The preferred methods for installing Privilege Management for Unix and Linux are to use the command line pbinstall or pbmakeremotetar. In some instances, however, customer requirements may dictate some custom installation methods. This section covers several topics you should be aware of when planning a custom installation.
Before performing a custom installation of Privilege Management for Unix and Linux, several issues need to be taken into consideration:
- Third-party libraries
- Executable files
- pb.settings file
- pb.key file
- Superdaemon configuration update
- Policy files for policy server hosts
There are some concerns about file system accessibility when using remotely mounted file systems. If an installation initially references files on a system with a different name (due to network and/or NIC configurations), the target system may have problems referencing the files correctly on the original host.

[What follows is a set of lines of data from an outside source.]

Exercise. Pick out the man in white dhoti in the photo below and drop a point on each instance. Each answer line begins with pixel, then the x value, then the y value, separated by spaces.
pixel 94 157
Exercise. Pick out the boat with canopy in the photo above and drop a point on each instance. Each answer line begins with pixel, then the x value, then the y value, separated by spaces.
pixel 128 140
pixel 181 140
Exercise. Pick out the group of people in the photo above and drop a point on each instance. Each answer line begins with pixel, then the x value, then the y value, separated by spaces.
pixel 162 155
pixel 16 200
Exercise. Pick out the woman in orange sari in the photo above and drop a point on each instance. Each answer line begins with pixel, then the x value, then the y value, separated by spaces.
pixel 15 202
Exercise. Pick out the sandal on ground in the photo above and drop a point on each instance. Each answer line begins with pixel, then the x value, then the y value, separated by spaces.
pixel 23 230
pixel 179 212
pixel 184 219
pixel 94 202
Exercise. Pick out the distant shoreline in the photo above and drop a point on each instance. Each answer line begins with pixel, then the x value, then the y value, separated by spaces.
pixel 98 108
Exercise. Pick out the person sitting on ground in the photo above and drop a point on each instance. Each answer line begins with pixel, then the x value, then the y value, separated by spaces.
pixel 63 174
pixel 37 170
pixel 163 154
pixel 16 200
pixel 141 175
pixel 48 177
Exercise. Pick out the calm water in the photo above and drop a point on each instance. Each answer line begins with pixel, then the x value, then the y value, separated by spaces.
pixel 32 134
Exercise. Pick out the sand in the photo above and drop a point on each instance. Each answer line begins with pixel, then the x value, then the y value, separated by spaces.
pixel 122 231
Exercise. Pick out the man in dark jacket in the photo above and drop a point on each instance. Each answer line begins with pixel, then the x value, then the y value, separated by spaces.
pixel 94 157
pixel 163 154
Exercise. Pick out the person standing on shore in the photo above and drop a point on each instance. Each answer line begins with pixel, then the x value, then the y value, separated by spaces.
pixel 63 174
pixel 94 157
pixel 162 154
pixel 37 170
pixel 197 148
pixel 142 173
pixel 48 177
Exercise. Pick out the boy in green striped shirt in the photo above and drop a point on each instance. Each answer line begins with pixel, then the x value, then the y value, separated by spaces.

The appropriate third-party libraries are required when Privilege Management for Unix and Linux is configured with SSL, Kerberos, or LDAP.
For more information about third-party libraries, please see Configure Third-Party Libraries.
Regardless of how Privilege Management for Unix and Linux is placed on multiple systems, the proper executable and supporting files for the flavor and functions of the system must be visible and executable on that system.
It is possible to place the target of the administration, user, daemon, and/or utility programs on a remotely mounted file system. If this is done, the following issues must be addressed:
- The correct flavor for a system must be visible in the path for the given system.
- The superuser owner and suid setting of pbrun must be handled properly.
- The remotely mounted file system must be very reliable.
- Privilege Management for Unix and Linux event, I/O, and daemon error logs are not supported when written to remotely mounted file systems.
The /etc/pb.settings file must be properly configured for the functions that the new host is to perform, and the install scripts do this. When performing a custom install, each machine needs a correctly configured /etc/pb.settings file.
If encryption is used, then the pb.key file must be the same across all cooperating Privilege Management for Unix and Linux installations. This is typically a manual distribution (because the pb.key file can be compromised if it is not handled properly) except when performing a remote installation using the archive from pbmakeremotetar.
The superdaemons on the system must be configured for the Privilege Management for Unix and Linux daemon configuration. The Privilege Management for Unix and Linux installation performs this configuration automatically.
For more information about superdaemons, please see the documentation for your operating system.
Policy Files for Policy Server Hosts
Policy files and their subfiles must be copied between policy server hosts so that all of the policy servers use the same policies.
Privilege Management for Unix and Linux, being an authentication tool and not a software distribution tool, does not automatically propagate policy files between policy server hosts. It is possible, and left as an exercise, to write procedures and policies that allow a central policy server host to propagate policy files to other policy server hosts.
Policy subfiles are copied if their name is specified as a constant. If the name is specified as a variable or string concatenation in the parent policy, then that policy is not copied by pbmakeremotetar and must be manually propagated to the target machines.
The policy subfile directory tree and directories referenced by the policies should be created to insure the multiple policy server hosts have the same directory tree.